Nigeria Implements Oil & Gas Revenue Executive Order 09

Abuja – The Nigerian government has begun implementing Executive Order 09, aimed at safeguarding federal petroleum revenues and strengthening the management of funds generated from oil and gas operations. The move, initiated by President Bola Ahmed Tinubu, seeks to ensure greater fiscal transparency and accountability within the sector.

The Implementation Committee for the Executive Order held its first meeting on February 26, 2026, according to a statement released by the Finance Ministry. Wale Edun, Minister of Finance and Coordinating Minister of the Economy, chairs the committee.

A key directive of the order mandates that all revenues accruing to the Federation from petroleum operations be managed in a manner consistent with constitutional principles, protecting the nation’s income and supporting the financial stability of all levels of government. Specifically, NNPC Limited will immediately cease deducting the 30% management fee and the 30% frontier exploration fund from profit oil and profit gas derived from Production Sharing Contracts (PSCs).

Remittances of gas flare penalties into the Midstream and Downstream Gas Infrastructure Fund (MDGIF) have also been suspended, in direct alignment with the Executive Order. This suspension is intended to consolidate revenue streams and enhance oversight.

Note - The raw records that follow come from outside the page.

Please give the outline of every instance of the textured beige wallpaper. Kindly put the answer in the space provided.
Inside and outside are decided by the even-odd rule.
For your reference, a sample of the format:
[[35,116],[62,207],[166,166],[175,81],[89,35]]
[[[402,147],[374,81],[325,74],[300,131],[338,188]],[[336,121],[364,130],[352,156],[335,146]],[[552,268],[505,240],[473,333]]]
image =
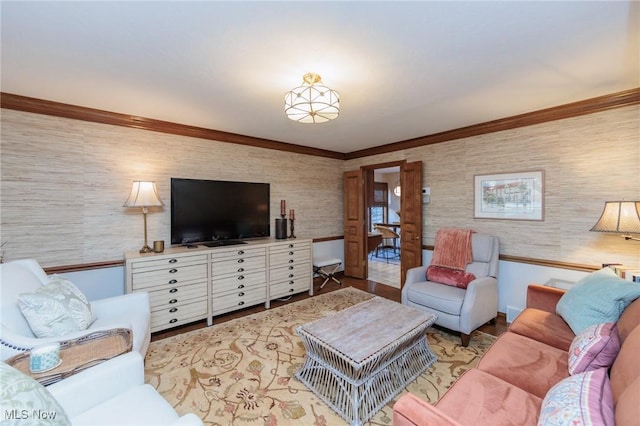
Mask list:
[[[155,180],[167,206],[149,240],[170,232],[171,177],[271,184],[296,209],[296,234],[342,235],[342,172],[423,161],[424,244],[444,226],[500,237],[501,253],[640,266],[640,242],[589,232],[605,200],[640,200],[640,106],[342,162],[117,126],[2,110],[0,241],[7,259],[44,266],[122,258],[142,246],[142,215],[122,207],[133,180]],[[473,177],[544,170],[545,220],[473,219]]]
[[[498,235],[500,252],[560,262],[640,266],[640,242],[589,232],[607,200],[640,200],[640,106],[350,160],[346,170],[422,161],[424,244],[441,227]],[[473,219],[476,174],[544,170],[543,222]]]
[[1,227],[7,260],[43,266],[122,259],[143,244],[139,209],[122,204],[133,180],[155,180],[163,209],[149,241],[170,239],[170,178],[271,184],[271,223],[296,210],[296,235],[342,235],[341,160],[2,110]]

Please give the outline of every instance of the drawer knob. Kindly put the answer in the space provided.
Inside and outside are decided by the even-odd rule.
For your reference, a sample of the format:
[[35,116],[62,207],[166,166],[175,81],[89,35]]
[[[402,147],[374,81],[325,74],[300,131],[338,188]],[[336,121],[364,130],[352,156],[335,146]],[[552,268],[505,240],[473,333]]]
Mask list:
[[293,259],[289,259],[289,263],[293,263]]
[[178,322],[178,318],[172,318],[169,320],[169,324],[173,324],[174,322]]
[[171,290],[169,290],[169,293],[175,293],[175,292],[177,292],[177,291],[178,291],[178,289],[174,287],[174,288],[172,288]]
[[238,306],[244,305],[244,302],[238,302]]
[[178,282],[178,280],[171,280],[171,281],[169,281],[169,284],[175,284],[177,282]]
[[176,263],[178,259],[169,259],[169,263]]
[[289,244],[289,248],[293,248],[293,244]]
[[171,299],[171,300],[169,300],[169,303],[171,303],[171,304],[178,303],[178,299]]
[[169,269],[169,273],[170,274],[175,274],[176,272],[178,272],[178,270],[176,268]]
[[239,250],[238,254],[244,254],[244,250]]
[[289,252],[289,256],[293,256],[293,252],[292,251]]
[[293,266],[289,266],[289,270],[291,271],[293,269]]
[[238,263],[244,263],[244,259],[238,259]]
[[244,280],[244,275],[240,275],[240,276],[238,276],[238,279],[239,279],[239,280]]
[[293,280],[289,281],[289,284],[295,284],[295,283],[296,283],[296,282],[295,282],[295,281],[293,281]]
[[169,312],[171,312],[171,313],[173,313],[173,312],[177,312],[177,311],[178,311],[178,308],[171,308],[171,309],[169,309]]
[[244,284],[240,284],[238,288],[244,288]]
[[238,293],[238,296],[240,296],[240,297],[244,296],[244,292],[241,291],[240,293]]
[[293,274],[289,274],[289,278],[293,278]]
[[238,272],[244,272],[244,268],[238,268]]
[[293,291],[294,291],[294,290],[293,290],[292,288],[290,288],[290,289],[289,289],[289,293],[293,293]]

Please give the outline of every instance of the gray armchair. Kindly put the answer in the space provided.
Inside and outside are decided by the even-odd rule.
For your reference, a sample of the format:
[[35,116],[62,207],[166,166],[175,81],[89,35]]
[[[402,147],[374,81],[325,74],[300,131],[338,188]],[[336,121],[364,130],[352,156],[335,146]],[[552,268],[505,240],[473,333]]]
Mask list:
[[402,304],[435,314],[437,325],[460,332],[464,346],[473,330],[498,315],[498,238],[473,234],[471,245],[466,272],[476,278],[466,289],[427,281],[427,266],[409,269],[402,288]]

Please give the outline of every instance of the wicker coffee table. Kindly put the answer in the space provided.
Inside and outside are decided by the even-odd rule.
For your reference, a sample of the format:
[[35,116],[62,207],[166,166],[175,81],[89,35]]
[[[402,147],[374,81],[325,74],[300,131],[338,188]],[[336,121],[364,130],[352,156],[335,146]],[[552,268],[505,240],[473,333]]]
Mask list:
[[296,377],[351,425],[361,425],[436,360],[435,315],[374,297],[296,328],[307,352]]

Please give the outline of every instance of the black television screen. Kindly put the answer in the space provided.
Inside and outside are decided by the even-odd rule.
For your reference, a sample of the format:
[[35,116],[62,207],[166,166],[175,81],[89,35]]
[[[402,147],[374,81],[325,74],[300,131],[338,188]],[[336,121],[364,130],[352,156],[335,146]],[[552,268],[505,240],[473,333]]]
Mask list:
[[171,244],[269,236],[269,184],[171,178]]

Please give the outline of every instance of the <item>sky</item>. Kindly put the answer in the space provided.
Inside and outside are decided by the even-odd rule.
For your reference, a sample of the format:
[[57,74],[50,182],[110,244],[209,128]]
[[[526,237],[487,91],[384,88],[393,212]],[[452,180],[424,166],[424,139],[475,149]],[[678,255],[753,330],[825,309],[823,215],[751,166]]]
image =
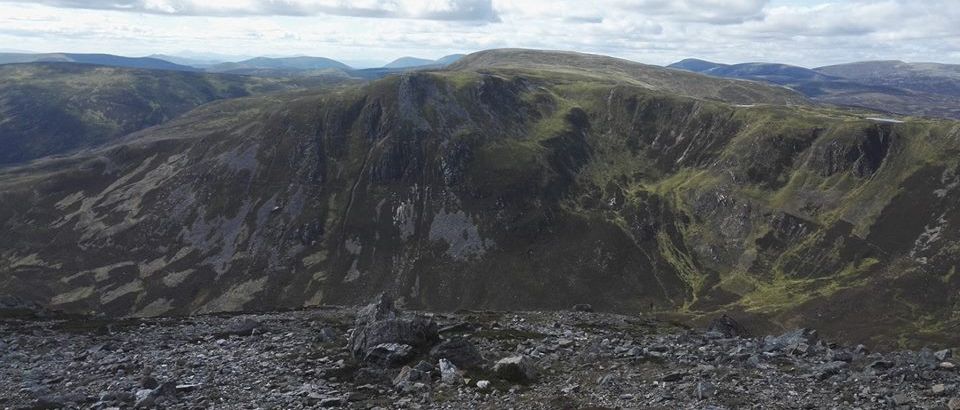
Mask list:
[[960,0],[0,0],[0,51],[372,66],[521,47],[660,65],[960,64],[958,22]]

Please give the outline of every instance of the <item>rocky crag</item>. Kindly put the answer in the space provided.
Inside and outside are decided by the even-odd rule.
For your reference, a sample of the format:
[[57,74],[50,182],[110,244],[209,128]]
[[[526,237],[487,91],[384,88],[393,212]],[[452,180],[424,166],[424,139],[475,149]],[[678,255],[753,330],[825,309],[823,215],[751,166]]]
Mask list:
[[387,291],[955,345],[960,124],[872,117],[528,50],[227,100],[0,170],[0,289],[113,317]]

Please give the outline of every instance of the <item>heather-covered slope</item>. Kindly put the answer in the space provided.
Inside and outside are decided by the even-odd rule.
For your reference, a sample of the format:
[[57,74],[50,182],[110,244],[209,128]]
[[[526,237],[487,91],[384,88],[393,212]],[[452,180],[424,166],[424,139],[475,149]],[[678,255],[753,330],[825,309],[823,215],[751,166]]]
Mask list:
[[[431,309],[741,311],[956,342],[960,124],[602,74],[619,60],[584,75],[556,54],[494,57],[210,104],[3,171],[0,288],[114,315],[388,291]],[[713,101],[744,84],[738,104],[789,105]]]

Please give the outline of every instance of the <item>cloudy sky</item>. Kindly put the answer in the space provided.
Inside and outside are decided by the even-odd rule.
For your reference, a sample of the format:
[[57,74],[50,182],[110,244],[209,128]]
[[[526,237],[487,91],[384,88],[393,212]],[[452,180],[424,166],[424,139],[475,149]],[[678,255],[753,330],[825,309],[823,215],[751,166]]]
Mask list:
[[960,63],[960,0],[0,0],[0,51]]

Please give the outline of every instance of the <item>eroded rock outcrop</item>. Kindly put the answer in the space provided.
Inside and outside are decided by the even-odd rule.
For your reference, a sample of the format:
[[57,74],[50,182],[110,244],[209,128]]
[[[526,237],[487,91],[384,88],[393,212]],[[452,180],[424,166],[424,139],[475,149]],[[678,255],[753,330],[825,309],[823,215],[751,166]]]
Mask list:
[[357,314],[348,348],[359,361],[401,366],[440,341],[437,329],[431,319],[404,317],[394,308],[393,299],[382,294]]

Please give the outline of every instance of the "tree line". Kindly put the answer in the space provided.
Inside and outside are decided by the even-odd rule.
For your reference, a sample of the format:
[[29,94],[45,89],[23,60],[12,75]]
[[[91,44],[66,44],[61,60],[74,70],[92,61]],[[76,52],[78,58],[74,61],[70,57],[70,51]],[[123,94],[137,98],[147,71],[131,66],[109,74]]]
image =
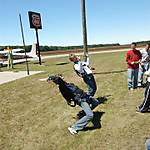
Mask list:
[[[93,45],[88,45],[88,48],[96,48],[96,47],[105,47],[105,46],[119,46],[120,44],[119,43],[115,43],[115,44],[93,44]],[[19,45],[16,45],[16,46],[11,46],[11,45],[8,45],[8,46],[0,46],[0,50],[3,50],[3,49],[7,49],[7,47],[10,47],[12,49],[16,49],[16,48],[24,48],[23,46],[19,46]],[[31,50],[31,47],[32,45],[26,45],[25,48],[26,48],[26,51],[30,51]],[[40,51],[56,51],[56,50],[73,50],[73,49],[82,49],[83,46],[82,45],[79,45],[79,46],[40,46]]]
[[[150,43],[150,41],[139,41],[136,42],[137,44],[143,45],[146,43]],[[16,48],[22,48],[23,46],[20,45],[16,45],[16,46],[11,46],[8,45],[10,48],[12,49],[16,49]],[[0,46],[0,50],[6,49],[8,46]],[[100,48],[100,47],[112,47],[112,46],[120,46],[119,43],[113,43],[113,44],[92,44],[92,45],[88,45],[88,48]],[[26,51],[29,52],[31,50],[32,45],[26,45]],[[82,49],[83,46],[79,45],[79,46],[40,46],[40,51],[42,52],[46,52],[46,51],[56,51],[56,50],[74,50],[74,49]]]

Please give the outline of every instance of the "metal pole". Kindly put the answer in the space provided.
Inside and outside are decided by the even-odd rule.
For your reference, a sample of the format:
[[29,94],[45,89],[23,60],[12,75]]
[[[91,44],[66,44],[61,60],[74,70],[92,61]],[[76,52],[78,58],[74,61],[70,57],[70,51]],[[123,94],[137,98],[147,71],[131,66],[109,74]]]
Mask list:
[[20,27],[21,27],[21,34],[22,34],[22,42],[23,42],[24,53],[25,53],[25,58],[26,58],[27,74],[29,75],[29,65],[28,65],[28,60],[27,60],[27,53],[26,53],[26,47],[25,47],[25,40],[24,40],[24,33],[23,33],[23,25],[22,25],[21,14],[19,14],[19,19],[20,19]]
[[87,48],[87,29],[86,29],[85,0],[81,0],[81,4],[82,4],[83,51],[84,51],[84,57],[86,59],[86,56],[88,54],[88,48]]
[[38,29],[36,28],[35,31],[36,31],[36,39],[37,39],[37,49],[38,49],[39,64],[41,65],[41,55],[40,55]]

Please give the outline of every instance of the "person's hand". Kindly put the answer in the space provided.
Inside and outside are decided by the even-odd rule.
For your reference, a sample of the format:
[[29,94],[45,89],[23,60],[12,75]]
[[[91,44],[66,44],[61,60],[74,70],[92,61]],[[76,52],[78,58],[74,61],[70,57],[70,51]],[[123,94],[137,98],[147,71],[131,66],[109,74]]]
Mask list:
[[95,68],[94,68],[94,67],[91,67],[90,69],[91,69],[91,70],[95,70]]
[[40,81],[47,81],[47,78],[39,79]]
[[139,64],[139,63],[140,63],[140,61],[135,61],[135,62],[134,62],[134,64]]
[[149,77],[149,76],[150,76],[149,71],[146,71],[146,72],[144,73],[144,75],[145,75],[146,77]]
[[77,56],[77,60],[78,60],[78,61],[80,61],[80,60],[81,60],[80,56]]
[[132,62],[131,62],[131,65],[133,65],[133,64],[135,64],[135,62],[134,62],[134,61],[132,61]]
[[85,54],[85,57],[89,57],[89,54],[88,54],[88,53],[86,53],[86,54]]

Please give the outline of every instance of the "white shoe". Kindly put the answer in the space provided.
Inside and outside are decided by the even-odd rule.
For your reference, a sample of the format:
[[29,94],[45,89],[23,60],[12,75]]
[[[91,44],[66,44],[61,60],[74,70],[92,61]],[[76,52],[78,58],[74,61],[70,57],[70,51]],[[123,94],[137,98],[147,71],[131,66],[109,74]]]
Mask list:
[[75,129],[73,129],[72,127],[68,127],[68,130],[71,134],[77,134],[77,131]]
[[134,89],[133,88],[129,88],[129,91],[133,91]]
[[138,87],[141,87],[142,86],[142,84],[141,83],[138,83]]

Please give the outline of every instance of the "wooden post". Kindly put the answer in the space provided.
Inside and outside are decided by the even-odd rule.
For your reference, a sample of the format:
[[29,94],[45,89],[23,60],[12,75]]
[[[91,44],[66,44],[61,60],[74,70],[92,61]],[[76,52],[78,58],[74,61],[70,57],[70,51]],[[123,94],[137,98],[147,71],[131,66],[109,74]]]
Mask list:
[[86,29],[85,0],[81,0],[81,3],[82,3],[83,52],[84,52],[84,58],[86,59],[86,57],[88,55],[88,48],[87,48],[87,29]]
[[38,50],[39,64],[41,65],[41,55],[40,55],[38,29],[36,28],[35,31],[36,31],[36,39],[37,39],[37,50]]

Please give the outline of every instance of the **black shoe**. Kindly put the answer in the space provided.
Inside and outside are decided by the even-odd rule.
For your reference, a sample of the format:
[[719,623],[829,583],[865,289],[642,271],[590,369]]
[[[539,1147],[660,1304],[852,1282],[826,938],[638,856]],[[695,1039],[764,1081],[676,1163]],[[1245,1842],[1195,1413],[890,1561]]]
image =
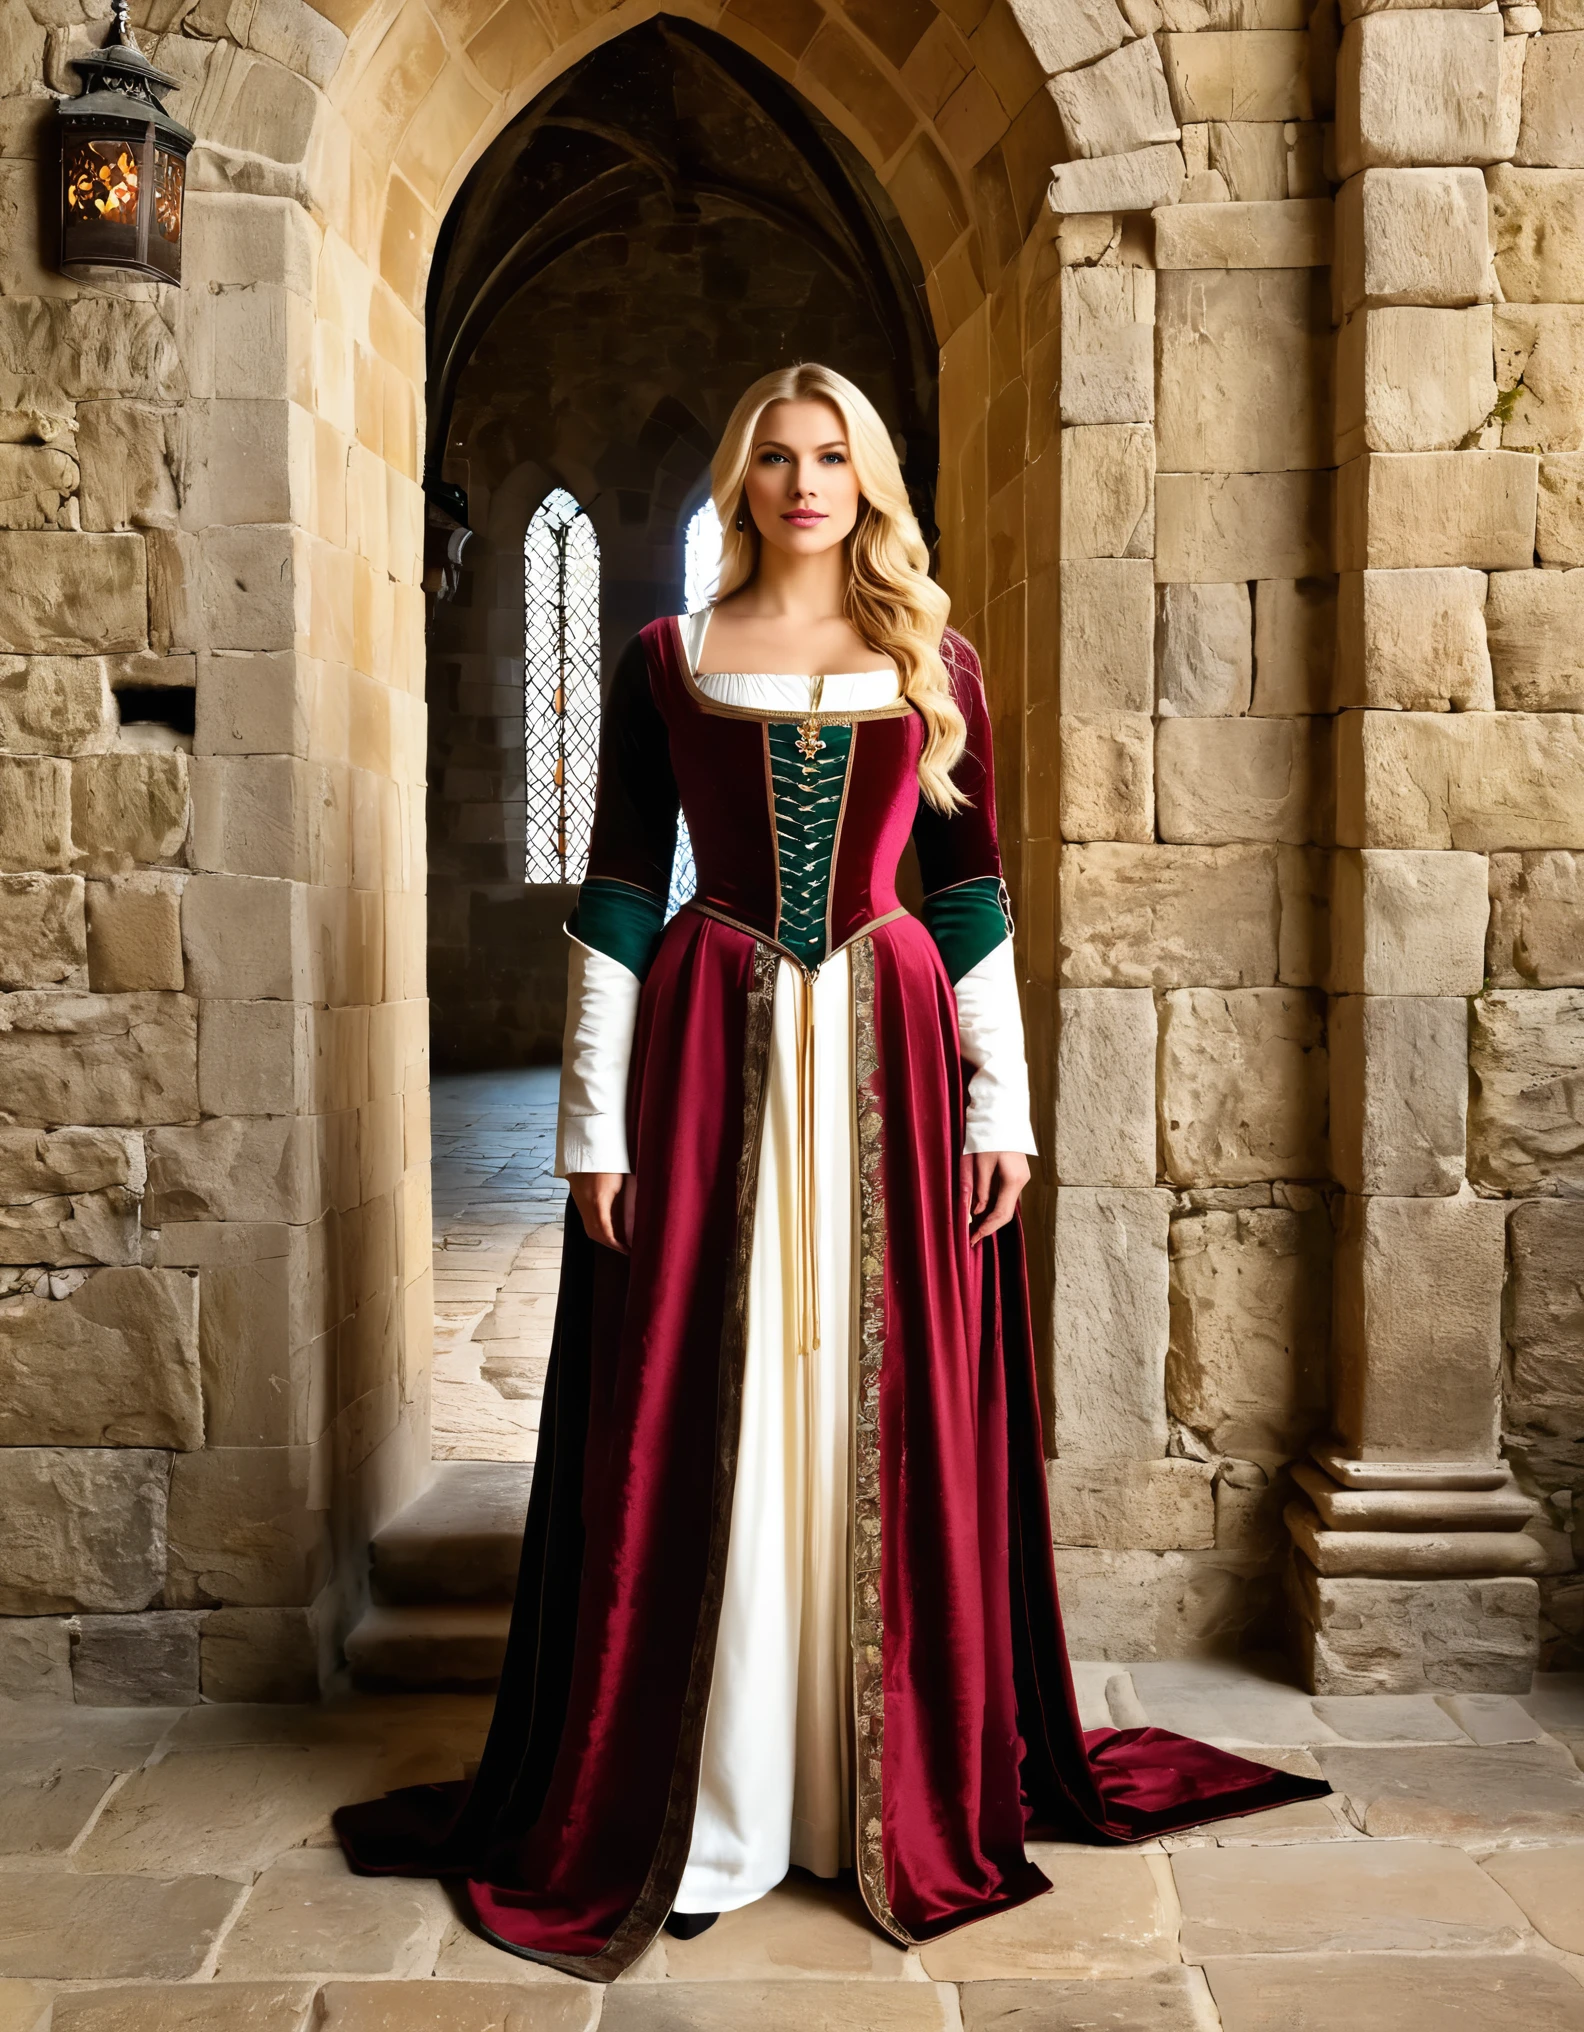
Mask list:
[[665,1923],[667,1933],[677,1940],[697,1940],[719,1919],[718,1912],[673,1912]]

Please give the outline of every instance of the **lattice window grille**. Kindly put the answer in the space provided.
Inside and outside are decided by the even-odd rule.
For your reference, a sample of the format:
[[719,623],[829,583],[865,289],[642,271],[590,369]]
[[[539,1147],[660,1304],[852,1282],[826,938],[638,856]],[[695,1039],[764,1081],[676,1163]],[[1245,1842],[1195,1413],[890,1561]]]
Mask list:
[[599,761],[600,556],[593,523],[564,488],[528,524],[523,591],[526,878],[581,882]]
[[[688,518],[682,542],[683,604],[690,614],[707,607],[720,583],[721,527],[713,501],[704,501]],[[687,821],[677,820],[676,855],[671,862],[671,894],[666,898],[666,916],[675,917],[698,888],[698,869],[693,861],[693,842],[688,838]]]

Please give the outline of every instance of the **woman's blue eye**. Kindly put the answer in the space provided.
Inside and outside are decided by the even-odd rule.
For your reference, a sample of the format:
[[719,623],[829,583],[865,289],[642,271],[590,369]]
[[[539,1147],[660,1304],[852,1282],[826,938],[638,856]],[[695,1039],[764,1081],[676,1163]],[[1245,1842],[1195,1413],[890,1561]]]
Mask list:
[[820,463],[829,466],[844,466],[847,463],[847,457],[844,452],[821,452]]
[[787,461],[785,452],[761,452],[759,454],[759,463],[762,466],[773,466],[778,461],[783,466],[786,464]]

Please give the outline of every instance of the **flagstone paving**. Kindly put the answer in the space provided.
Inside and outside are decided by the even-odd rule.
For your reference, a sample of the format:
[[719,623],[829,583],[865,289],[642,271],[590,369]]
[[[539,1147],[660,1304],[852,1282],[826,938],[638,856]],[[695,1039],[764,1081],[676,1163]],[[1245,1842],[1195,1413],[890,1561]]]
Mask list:
[[0,2032],[1584,2032],[1584,1675],[1311,1700],[1279,1661],[1080,1664],[1086,1720],[1324,1770],[904,1951],[794,1873],[608,1989],[439,1884],[353,1877],[344,1800],[460,1777],[487,1698],[0,1706]]

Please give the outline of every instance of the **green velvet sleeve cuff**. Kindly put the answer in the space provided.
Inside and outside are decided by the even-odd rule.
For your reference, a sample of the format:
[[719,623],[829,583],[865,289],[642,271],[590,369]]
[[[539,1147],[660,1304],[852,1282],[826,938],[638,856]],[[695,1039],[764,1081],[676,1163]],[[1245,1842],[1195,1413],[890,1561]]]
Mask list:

The implementation of direct payments by contractors into the Federation Account, as outlined in Section 2, Sub-section 3 of the Executive Order, will be phased in to avoid disruption to existing contractual and financing arrangements and to maintain investor confidence. A transition period has been approved, during which contractors will continue to remit funds under the current system. Detailed guidelines for the new direct payment process are forthcoming.

To facilitate a smooth transition, a Technical Subcommittee has been established. This subcommittee, led by the Special Adviser to the President on Energy, will develop the detailed guidelines for direct remittance within three weeks. It will also initiate a review of the Petroleum Industry Act (PIA) to identify and address structural and fiscal weaknesses that may undermine federal revenues. Members of the subcommittee include the Solicitor-General of the Federation and Permanent Secretary of the Federal Ministry of Justice, the Chairman of the Nigeria Revenue Service, the Chairman of the Forum of Commissioners of Finance and representatives from the Minister of State for Petroleum Resources (Oil). The Budget Office of the Federation will provide secretarial support.

The move has garnered support from state governors, who view it as a crucial step towards greater transparency and accountability in the management of Nigeria’s petroleum resources. The Federal Government has approved a transition period for the implementation of direct payments by oil and gas contractors into the Federation Account, a decision taken by the Implementation Committee following its inaugural meeting.

The government’s action signals a broader effort to tighten control over its petroleum revenues, with Minister Edun also indicating a potential review of the PIA. The timing of this review coincides with the initial steps taken to implement Executive Order 9, suggesting a comprehensive approach to strengthening the financial framework governing the oil and gas sector.